BY: Scott Hiley| March 31, 2017
QI've studied the works of Marx and Engels in depth for quite some time now, and I strongly consider myself a Communist; I'm very proud to say so. Recently, I have been researching more philosophies, and I have come into contact with Peter Kropotkin's work. I was wondering what the CPUSA's viewpoint on Anarcho-Communism. Thank you for your time comrades, and I hope you all have a pleasant day.
AThanks for your question!  Unfortunately, I'm unfamiliar with Kropotkin's work, except on a very superficial level.  But I might be able to shed some light on anarcho-communism, and why CPUSA doesn't adopt it as a political goal.

From my understanding, anarcho-communists favor a society without a central government, made up instead of small, self-governing units with cooperative industry.  That picture of society is an ideal suited to Russian society in the late nineteenth century, where there was little heavy industry and most people were farmers.  It's much harder to imagine a society like ours operating on that basis.  Think of the labor that had to be coordinated to put a human being on the moon, or build and maintain an interstate highway system for 330 million people, or organize large-scale efforts against climate change. It's hard to see how we could make progress without a centralized way of organizing production and distribution.
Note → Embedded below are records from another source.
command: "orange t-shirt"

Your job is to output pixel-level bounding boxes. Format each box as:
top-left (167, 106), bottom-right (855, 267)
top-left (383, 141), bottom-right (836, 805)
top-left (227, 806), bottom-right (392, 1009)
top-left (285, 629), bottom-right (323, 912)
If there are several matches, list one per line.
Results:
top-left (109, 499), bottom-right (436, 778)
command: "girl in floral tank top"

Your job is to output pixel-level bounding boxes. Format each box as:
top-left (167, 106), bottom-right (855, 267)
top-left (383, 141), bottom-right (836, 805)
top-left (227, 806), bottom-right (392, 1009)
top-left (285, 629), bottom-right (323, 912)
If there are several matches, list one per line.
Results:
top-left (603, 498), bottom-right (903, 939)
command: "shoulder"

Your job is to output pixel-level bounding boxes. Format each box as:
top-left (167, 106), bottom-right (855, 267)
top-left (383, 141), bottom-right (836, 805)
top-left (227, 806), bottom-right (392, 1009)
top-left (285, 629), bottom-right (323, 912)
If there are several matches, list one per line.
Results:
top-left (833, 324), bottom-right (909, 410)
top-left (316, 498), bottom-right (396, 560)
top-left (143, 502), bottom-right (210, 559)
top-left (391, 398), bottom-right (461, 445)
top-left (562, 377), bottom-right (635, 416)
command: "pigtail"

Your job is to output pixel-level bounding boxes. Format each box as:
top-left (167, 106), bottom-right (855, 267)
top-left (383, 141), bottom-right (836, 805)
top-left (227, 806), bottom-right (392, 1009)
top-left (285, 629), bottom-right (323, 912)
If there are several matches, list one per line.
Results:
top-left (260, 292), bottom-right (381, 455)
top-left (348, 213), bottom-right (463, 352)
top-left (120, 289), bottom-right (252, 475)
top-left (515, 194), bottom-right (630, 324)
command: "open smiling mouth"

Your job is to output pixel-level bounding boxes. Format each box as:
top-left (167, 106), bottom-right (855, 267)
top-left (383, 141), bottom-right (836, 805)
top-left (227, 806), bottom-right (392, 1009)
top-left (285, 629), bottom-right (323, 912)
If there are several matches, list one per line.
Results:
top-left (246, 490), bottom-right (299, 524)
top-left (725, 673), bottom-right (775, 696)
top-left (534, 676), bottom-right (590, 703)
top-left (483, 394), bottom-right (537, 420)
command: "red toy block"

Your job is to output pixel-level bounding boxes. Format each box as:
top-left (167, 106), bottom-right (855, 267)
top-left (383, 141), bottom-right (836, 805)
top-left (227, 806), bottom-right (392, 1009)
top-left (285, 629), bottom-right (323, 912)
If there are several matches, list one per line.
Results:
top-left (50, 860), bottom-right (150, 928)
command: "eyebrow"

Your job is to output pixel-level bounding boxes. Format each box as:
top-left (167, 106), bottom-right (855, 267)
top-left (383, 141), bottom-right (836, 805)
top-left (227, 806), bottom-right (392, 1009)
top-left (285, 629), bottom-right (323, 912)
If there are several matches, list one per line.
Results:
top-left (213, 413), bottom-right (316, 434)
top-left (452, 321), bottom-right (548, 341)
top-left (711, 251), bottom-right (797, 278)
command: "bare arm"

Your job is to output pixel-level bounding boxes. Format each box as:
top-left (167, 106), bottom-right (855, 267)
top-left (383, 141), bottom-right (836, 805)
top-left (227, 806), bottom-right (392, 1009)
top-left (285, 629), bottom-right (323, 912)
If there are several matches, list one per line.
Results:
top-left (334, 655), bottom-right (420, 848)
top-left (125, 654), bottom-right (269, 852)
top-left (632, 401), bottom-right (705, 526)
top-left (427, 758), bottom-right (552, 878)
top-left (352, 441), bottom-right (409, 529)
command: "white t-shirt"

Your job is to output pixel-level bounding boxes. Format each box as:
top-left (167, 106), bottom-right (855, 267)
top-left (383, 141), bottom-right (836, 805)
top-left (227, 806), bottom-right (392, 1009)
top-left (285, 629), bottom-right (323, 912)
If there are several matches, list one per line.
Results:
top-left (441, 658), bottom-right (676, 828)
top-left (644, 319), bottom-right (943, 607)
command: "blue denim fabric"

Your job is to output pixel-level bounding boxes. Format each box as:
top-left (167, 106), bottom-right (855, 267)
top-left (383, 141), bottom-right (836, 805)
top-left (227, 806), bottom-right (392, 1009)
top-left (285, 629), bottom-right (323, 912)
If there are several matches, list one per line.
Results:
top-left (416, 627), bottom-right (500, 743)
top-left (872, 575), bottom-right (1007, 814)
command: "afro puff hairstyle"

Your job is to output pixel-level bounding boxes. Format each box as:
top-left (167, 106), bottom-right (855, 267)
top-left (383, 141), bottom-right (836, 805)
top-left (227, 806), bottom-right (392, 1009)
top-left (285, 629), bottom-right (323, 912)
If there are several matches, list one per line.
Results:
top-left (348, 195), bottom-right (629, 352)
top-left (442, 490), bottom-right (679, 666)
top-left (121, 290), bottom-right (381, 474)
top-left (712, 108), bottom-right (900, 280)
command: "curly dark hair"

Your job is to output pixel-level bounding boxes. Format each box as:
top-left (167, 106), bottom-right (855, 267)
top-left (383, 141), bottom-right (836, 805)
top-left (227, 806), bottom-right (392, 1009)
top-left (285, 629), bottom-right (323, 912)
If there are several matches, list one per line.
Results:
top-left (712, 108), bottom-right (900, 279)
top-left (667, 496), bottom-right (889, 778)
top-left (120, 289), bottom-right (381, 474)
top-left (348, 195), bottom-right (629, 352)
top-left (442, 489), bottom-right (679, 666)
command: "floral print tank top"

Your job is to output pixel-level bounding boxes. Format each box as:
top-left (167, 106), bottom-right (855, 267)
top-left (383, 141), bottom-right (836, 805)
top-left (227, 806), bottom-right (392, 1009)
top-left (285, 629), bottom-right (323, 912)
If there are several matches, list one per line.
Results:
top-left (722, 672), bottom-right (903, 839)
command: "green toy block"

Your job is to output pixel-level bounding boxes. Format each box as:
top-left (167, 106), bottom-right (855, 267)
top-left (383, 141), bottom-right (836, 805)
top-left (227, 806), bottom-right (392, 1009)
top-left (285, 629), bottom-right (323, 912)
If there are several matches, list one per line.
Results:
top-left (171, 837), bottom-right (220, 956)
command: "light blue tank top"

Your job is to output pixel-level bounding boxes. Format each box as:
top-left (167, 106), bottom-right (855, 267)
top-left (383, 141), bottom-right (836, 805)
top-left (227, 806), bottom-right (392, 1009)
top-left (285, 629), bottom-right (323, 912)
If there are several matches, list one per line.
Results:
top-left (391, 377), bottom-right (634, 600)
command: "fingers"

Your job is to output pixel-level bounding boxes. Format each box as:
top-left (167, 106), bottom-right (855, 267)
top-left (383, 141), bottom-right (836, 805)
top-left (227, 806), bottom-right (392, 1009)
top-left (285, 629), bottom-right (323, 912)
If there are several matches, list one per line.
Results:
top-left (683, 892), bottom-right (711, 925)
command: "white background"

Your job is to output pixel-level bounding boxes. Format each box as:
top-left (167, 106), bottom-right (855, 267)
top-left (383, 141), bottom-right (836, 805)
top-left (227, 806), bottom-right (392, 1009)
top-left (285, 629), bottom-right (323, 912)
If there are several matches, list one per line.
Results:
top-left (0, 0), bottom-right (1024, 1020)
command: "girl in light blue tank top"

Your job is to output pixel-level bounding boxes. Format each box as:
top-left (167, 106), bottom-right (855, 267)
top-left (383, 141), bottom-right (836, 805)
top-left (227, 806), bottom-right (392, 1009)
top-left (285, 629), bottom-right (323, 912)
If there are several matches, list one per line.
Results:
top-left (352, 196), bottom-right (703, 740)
That's why we work to establish socialism, where the working class (creators of all wealth) take collective control of that wealth through an expanded and enriched form of democratic governance. Socialist democracy will, I imagine, promote participatory, local governance wherever possible (as in Cuba's Committees for the Defense of the Revolution), but it will also provide the ability to enact large-scale projects.  Moreover, the working class will need to use state power to abolish capitalism and strip away the private property that capitalists use to exploit us.

Sometime, in the distant future, after socialism has been in place for many years and people have lost the individualistic and competitive instincts of capitalism, when we've reached a level of technical progress and political democracy unequaled in human history, we may be able to think about a transition to the stateless society of communism--but in the here and now, and for the foreseeable future, a socialist state seems like an essential step.  Hope this helps.